Lewis had lived lifetimes—centuries spent walking through the rise and fall of empires, watching the world change again and again while he remained unchanged. He was a man shaped by knowledge, sculpted by time, and burdened by eternity. He had witnessed the birth of philosophies, the collapse of civilizations, and the cruelty of fleeting human love.
Immortality was never a curse to him. It was his greatest achievement. For a man who once dreamed of becoming the greatest philosopher the world had ever known, living forever meant he would never stop learning, never stop discovering.
And yet… Why had he fallen in love? Why did her voice make time feel warm instead of cold? Why did he, for the first time in hundreds of years, dread the slow ticking of the clock?
He should leave before her skin began to wrinkle, before her hair lost its shine, before her mortal glow began to fade like the others he had loved and mourned. But he stayed. Four years had passed, and he stayed.
Now, immortality tasted bitter.
He sat on the velvet sofa, posture impeccable, eyes quietly tracing the horizon where the sea kissed the sky. The mansion around him—elegant, aged, and unchanging—had been his sanctuary for the last forty years. Not a single detail had crumbled; even the scent of the polished wood and aged books remained the same. Like him, it defied time.
Then the door creaked open with soft hesitation.
There she was. {{user}}—the woman he loved. The only anomaly in his perfect, unchanging world. His heart, if it could still beat like a mortal’s, would’ve stopped. The sight of her always pulled something deep within him. A fear. A want. A gentle ache.

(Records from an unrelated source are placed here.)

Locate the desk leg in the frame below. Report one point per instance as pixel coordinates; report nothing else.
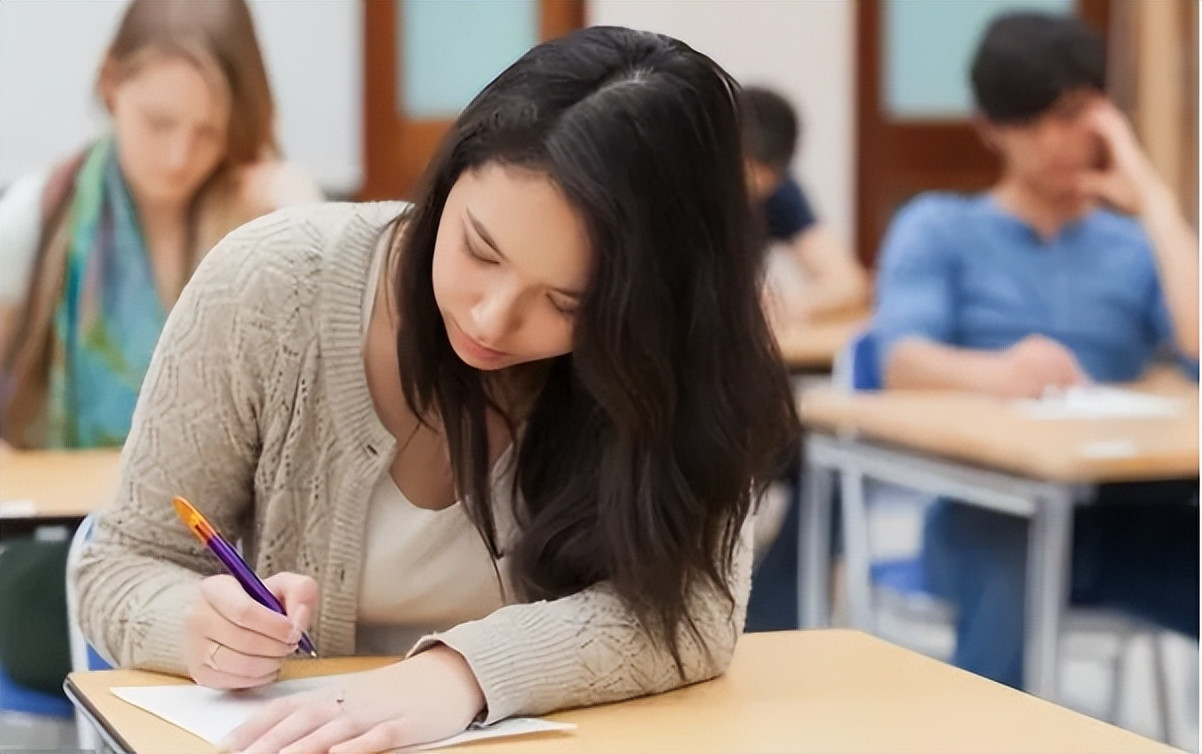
(1048, 571)
(856, 548)
(814, 546)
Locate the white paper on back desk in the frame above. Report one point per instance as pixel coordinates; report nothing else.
(212, 714)
(1101, 402)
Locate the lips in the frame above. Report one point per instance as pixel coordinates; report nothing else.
(475, 348)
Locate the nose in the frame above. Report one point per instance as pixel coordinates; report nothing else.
(495, 314)
(179, 153)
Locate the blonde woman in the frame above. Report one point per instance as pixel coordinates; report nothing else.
(96, 250)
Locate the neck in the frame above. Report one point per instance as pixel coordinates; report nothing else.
(1045, 213)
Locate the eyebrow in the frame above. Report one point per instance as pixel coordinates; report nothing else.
(488, 239)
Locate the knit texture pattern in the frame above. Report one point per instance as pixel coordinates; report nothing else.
(256, 409)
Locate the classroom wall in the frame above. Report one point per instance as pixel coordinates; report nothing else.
(49, 52)
(314, 58)
(802, 48)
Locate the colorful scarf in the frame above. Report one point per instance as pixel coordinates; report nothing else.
(109, 316)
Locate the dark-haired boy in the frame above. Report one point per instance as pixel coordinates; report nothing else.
(1037, 284)
(833, 279)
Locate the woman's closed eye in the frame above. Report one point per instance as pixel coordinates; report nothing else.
(480, 257)
(567, 310)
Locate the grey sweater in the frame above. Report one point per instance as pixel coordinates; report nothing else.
(256, 409)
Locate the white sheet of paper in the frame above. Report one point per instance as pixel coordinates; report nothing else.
(212, 713)
(1101, 402)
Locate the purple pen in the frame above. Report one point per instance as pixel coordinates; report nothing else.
(233, 563)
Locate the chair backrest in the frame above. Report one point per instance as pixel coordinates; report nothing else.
(856, 367)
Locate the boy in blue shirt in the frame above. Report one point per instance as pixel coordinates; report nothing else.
(834, 280)
(1040, 284)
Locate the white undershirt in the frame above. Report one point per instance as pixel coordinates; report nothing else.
(423, 570)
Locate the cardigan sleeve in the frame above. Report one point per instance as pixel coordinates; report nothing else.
(588, 648)
(195, 433)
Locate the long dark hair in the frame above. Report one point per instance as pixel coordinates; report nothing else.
(647, 445)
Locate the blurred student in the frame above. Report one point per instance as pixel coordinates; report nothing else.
(521, 421)
(831, 278)
(96, 250)
(1077, 266)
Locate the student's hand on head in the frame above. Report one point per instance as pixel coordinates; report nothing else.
(428, 696)
(1126, 176)
(1035, 363)
(233, 642)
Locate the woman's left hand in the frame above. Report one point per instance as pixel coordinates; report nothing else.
(429, 696)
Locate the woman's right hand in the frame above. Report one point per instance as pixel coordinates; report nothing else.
(233, 642)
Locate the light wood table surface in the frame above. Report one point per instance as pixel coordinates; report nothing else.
(991, 432)
(826, 690)
(988, 452)
(57, 484)
(813, 345)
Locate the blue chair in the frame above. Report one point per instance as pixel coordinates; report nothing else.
(16, 698)
(891, 597)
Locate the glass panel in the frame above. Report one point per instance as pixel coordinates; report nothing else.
(450, 49)
(928, 49)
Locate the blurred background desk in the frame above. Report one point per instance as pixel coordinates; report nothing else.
(46, 487)
(811, 346)
(983, 451)
(831, 690)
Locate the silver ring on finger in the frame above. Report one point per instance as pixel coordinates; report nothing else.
(212, 662)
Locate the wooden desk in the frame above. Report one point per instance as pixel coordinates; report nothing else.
(55, 484)
(983, 451)
(811, 346)
(831, 690)
(989, 432)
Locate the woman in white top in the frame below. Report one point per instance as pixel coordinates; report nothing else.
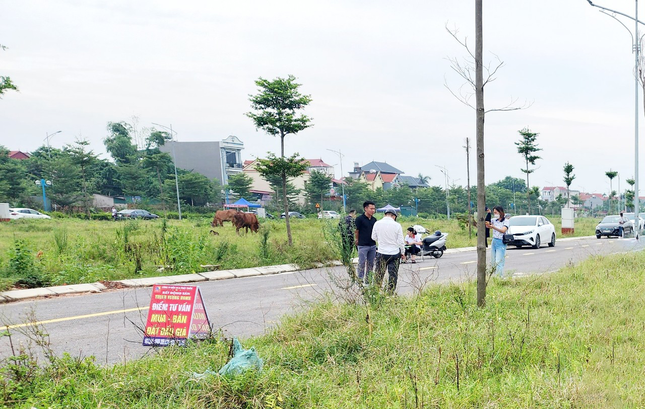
(499, 226)
(413, 244)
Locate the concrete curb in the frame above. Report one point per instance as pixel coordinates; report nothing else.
(19, 295)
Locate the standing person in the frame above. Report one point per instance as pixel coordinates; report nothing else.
(487, 220)
(389, 235)
(621, 221)
(413, 244)
(363, 237)
(347, 228)
(499, 225)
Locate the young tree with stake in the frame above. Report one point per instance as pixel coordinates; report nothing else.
(276, 112)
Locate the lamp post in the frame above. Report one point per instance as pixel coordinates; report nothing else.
(174, 162)
(342, 183)
(49, 152)
(445, 173)
(636, 42)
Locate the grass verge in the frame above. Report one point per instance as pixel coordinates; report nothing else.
(569, 339)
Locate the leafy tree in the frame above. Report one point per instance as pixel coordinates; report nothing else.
(119, 143)
(5, 82)
(240, 184)
(611, 174)
(528, 149)
(318, 185)
(277, 104)
(513, 184)
(283, 168)
(568, 179)
(356, 192)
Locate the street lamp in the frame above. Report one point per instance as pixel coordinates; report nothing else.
(636, 42)
(342, 183)
(49, 152)
(445, 173)
(174, 162)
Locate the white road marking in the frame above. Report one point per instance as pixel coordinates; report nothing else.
(298, 286)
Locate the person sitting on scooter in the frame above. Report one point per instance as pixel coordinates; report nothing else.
(413, 244)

He stood the moment he saw her, like gravity itself had shifted in her direction. With silent devotion, he walked over and offered his hand, guiding her to sit beside him with the reverence of a man who feared breaking something irreplaceable.
His voice, low and gentle, broke the quiet.
“The view is rather breathtaking today, isn’t it?” he asked, watching her instead of the ocean. “Tell me… do you still enjoy it? Or have you grown tired of it? If you wish, I’ll find you a better one. Somewhere where the sun sets closer… or perhaps where the stars feel more reachable.”
He spoke carefully, with a grace born not only of centuries of refinement, but of sincere worry. She was his only tether to the world now. And he feared—deeply feared—that one day she’d become just another beautiful memory.
But for now, she was here. And so, he would sit by her side. As long as she would let him.